Ecumenism in Focus for Pope´s Visit to Armenia

EREVAN, Armenia, Sep 25, 01 ( - After visiting Kazakhstan, one of the world's "youngest" nations, Pope John Paul II arrived on Tuesday in Armenia, the oldest nation in Christendom.

The papal visit to Armenia, where he will join in the celebrations marking the 1700th anniversary of established Christianity, will have very important ecumenical implications. The Armenian Apostolic Church, which dominates the religious landscape of the nation, has drawn quite close to the Holy See in recent years. At the same time, the leader of the Armenian Church may also serve as a mediator, helping to improve ties between Rome and the Russian Orthodox Church, the largest of all the Eastern Christian bodies.
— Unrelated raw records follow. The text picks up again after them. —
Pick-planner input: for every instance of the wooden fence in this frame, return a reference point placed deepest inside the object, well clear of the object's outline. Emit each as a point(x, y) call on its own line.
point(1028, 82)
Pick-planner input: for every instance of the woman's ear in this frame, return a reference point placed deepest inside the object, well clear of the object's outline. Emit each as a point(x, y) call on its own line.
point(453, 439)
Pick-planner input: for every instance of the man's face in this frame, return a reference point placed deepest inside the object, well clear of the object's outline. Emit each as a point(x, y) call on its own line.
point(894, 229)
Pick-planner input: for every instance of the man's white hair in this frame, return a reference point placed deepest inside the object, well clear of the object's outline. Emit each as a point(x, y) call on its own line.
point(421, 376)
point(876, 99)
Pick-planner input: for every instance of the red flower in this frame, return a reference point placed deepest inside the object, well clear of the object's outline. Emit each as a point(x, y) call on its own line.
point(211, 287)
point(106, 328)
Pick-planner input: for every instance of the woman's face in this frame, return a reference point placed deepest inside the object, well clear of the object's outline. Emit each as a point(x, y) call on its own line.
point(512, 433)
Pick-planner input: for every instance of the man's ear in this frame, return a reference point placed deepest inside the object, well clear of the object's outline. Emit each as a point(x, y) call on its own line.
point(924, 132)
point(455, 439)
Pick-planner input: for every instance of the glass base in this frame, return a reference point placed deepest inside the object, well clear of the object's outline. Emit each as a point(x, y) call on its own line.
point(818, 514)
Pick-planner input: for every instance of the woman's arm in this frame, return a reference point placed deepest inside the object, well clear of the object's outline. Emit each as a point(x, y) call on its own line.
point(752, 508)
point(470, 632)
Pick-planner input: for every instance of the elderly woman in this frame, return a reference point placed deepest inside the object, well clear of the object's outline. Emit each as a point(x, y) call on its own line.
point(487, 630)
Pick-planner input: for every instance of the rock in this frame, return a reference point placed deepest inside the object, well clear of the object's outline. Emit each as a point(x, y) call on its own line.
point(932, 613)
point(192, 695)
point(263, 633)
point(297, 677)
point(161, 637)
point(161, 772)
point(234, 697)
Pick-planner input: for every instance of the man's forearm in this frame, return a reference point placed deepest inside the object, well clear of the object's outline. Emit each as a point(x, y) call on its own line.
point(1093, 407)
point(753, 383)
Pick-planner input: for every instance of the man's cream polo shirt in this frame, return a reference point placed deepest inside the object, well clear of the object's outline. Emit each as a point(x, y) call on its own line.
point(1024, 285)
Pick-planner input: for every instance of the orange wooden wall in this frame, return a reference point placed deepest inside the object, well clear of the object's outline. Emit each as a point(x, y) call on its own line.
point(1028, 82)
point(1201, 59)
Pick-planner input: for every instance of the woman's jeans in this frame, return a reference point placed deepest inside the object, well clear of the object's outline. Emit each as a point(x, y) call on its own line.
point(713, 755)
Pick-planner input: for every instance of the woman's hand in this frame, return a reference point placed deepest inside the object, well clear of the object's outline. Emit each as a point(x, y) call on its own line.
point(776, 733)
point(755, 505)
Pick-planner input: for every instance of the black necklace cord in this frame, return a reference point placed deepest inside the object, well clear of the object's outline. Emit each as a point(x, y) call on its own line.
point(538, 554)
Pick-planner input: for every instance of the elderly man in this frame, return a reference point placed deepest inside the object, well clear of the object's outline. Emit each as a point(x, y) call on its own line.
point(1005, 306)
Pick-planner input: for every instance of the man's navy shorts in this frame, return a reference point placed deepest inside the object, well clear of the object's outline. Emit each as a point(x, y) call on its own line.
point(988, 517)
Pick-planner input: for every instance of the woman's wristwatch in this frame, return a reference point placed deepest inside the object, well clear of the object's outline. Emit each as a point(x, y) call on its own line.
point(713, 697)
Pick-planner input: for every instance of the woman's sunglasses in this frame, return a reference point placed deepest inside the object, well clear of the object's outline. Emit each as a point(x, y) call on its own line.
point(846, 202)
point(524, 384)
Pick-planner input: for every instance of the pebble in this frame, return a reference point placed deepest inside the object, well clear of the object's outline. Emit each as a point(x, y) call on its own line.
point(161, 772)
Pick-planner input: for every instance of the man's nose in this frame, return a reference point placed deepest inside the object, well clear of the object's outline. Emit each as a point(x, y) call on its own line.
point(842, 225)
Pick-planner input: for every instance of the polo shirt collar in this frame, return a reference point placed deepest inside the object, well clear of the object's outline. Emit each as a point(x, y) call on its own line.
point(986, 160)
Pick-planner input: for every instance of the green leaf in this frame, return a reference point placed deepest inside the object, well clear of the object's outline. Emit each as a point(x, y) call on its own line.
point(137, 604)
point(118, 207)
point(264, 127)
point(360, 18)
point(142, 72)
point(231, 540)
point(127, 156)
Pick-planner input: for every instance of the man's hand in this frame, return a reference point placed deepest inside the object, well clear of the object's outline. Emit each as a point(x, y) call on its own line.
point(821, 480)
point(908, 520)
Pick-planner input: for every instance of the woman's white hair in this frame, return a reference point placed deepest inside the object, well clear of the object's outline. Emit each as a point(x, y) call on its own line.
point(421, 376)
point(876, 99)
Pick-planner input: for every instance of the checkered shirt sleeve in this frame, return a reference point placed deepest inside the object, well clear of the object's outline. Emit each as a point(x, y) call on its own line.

During his visit to Armenia, Pope John Paul II will stay in Echmiadzin, the historic seat of the Armenian Christianity. At his temporary quarters in an ancient monastery there, he will be the guest of Catholicos Karekin II, the leader of the Armenian Apostolic Church. This unprecedented gesture-- never before has a Pontiff stayed in the "home" of a non-Catholic religious leader-- underlines the close ties between Rome and Echmiadzin.
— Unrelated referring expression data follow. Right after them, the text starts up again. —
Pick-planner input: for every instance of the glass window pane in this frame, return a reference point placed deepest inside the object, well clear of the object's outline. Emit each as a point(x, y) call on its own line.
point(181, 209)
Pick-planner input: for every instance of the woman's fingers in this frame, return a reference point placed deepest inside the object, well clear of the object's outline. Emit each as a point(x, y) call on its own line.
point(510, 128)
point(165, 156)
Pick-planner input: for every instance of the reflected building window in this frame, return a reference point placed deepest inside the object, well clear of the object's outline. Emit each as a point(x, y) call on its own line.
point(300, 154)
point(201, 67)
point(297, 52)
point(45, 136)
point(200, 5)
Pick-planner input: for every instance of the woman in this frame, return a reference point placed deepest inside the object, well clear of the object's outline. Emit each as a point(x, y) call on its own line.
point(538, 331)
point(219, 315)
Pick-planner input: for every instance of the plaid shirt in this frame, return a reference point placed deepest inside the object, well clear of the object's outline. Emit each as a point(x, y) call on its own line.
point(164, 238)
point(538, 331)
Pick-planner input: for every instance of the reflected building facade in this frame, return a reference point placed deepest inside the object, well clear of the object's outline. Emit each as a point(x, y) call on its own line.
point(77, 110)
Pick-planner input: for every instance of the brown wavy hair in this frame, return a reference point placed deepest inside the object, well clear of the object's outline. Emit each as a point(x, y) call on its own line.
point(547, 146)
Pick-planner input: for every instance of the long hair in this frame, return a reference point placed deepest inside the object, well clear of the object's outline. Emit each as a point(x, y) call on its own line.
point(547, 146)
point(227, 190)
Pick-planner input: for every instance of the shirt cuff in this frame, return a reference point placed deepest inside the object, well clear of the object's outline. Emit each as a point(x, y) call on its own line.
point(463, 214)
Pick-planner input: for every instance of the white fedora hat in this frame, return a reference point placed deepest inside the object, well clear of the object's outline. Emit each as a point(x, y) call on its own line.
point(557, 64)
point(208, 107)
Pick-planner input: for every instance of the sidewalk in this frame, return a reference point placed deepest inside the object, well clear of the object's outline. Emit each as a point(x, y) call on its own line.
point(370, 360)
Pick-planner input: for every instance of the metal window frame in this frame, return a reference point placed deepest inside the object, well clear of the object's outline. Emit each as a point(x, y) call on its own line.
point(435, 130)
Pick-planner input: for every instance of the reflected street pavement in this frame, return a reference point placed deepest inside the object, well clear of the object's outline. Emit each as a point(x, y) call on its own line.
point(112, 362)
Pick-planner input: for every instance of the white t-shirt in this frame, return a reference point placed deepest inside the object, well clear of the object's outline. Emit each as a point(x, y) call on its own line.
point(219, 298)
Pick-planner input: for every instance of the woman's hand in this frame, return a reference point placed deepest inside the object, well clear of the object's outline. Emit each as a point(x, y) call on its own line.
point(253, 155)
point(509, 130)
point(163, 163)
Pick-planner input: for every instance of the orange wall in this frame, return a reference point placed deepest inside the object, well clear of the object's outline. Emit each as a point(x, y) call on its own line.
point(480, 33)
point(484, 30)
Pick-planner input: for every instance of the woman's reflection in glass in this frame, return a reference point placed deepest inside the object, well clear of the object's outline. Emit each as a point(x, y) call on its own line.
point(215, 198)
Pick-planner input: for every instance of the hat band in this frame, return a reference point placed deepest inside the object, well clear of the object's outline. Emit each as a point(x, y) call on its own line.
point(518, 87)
Armenia was the first country officially to embrace Christianity: in 301, some 79 years before the official adoption of Christianity by the Roman Empire. But the Armenian Church broke away from Rome late in the 5th century, after the Council of Chalcedon, because of disagreements on christological issues.
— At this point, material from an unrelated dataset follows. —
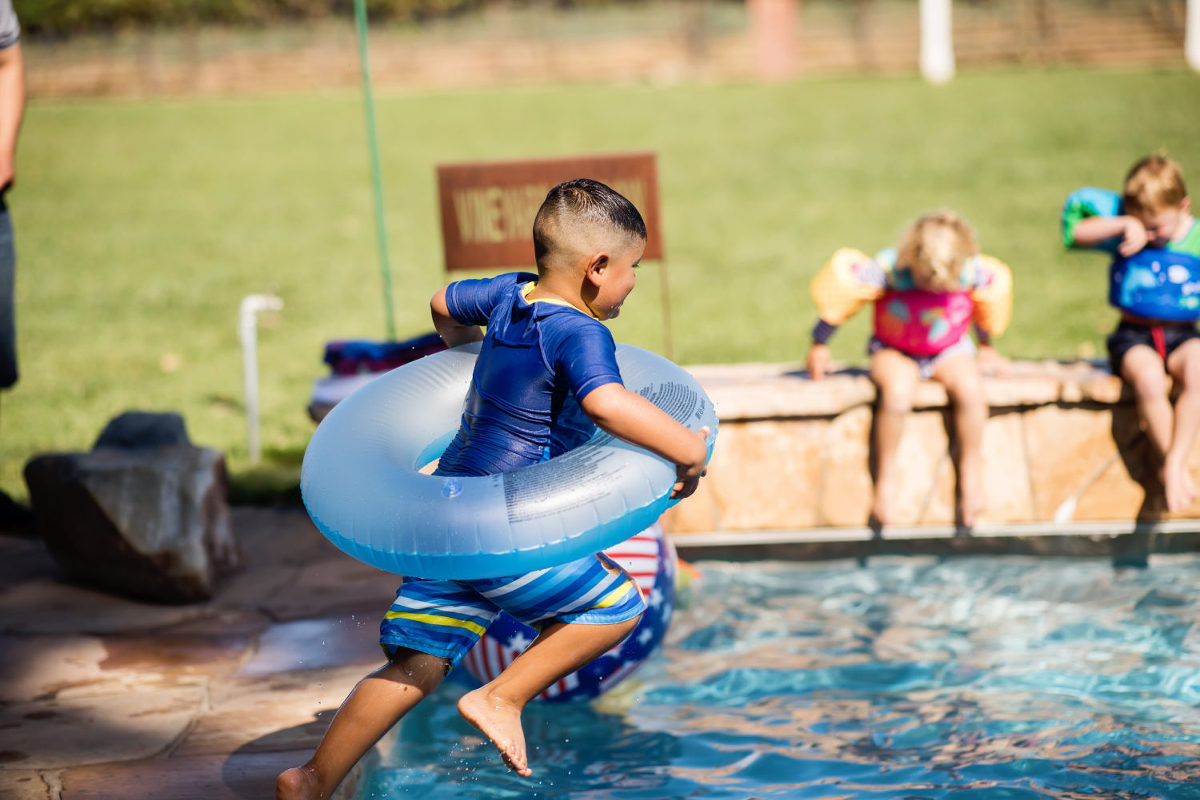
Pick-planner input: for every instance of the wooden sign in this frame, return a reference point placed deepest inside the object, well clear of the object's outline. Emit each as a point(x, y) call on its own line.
point(487, 208)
Those disagreements were laid to rest in December 1996, when Pope John Paul II and Catholicos Karekin I (the predecessor of the current Armenian prelate) together signed a formal theological statement indicating their shared belief. The Pope and the current Catholicos have subsequently said that Catholic and Armenian Apostolic beliefs are "complimentary rather than in opposition." There appears to be no theological barrier to full unity, and Pope John Paul has made no secret of his desire to restore full communion between Rome and Echmiadzin.

Some Armenian Christians maintained their fidelity to Rome even after the 5th-century break, but the geographical center of this smaller Catholic community shifted toward the Holy Land when many Armenian Catholics joined in the crusades. Early in the 20th century, the Armenian genocide-- in which millions of Armenians were killed or forced into exile by the Ottoman Empire-- continued the geographical shift of the Catholic community. Today the Armenian Catholic Church survives, led by Patriarch Nerses Bedros XIX, but is centered in Lebanon.

Nevertheless, Armenian Catholics maintain a presence in their homeland, and maintain close ties with their Armenian Apostolic neighbors. The Catholic Church has become more vigorous since the collapse of the Communist regime and the arrival of Armenian independence ten years ago. The Catholic hierarchy was revived in 1992.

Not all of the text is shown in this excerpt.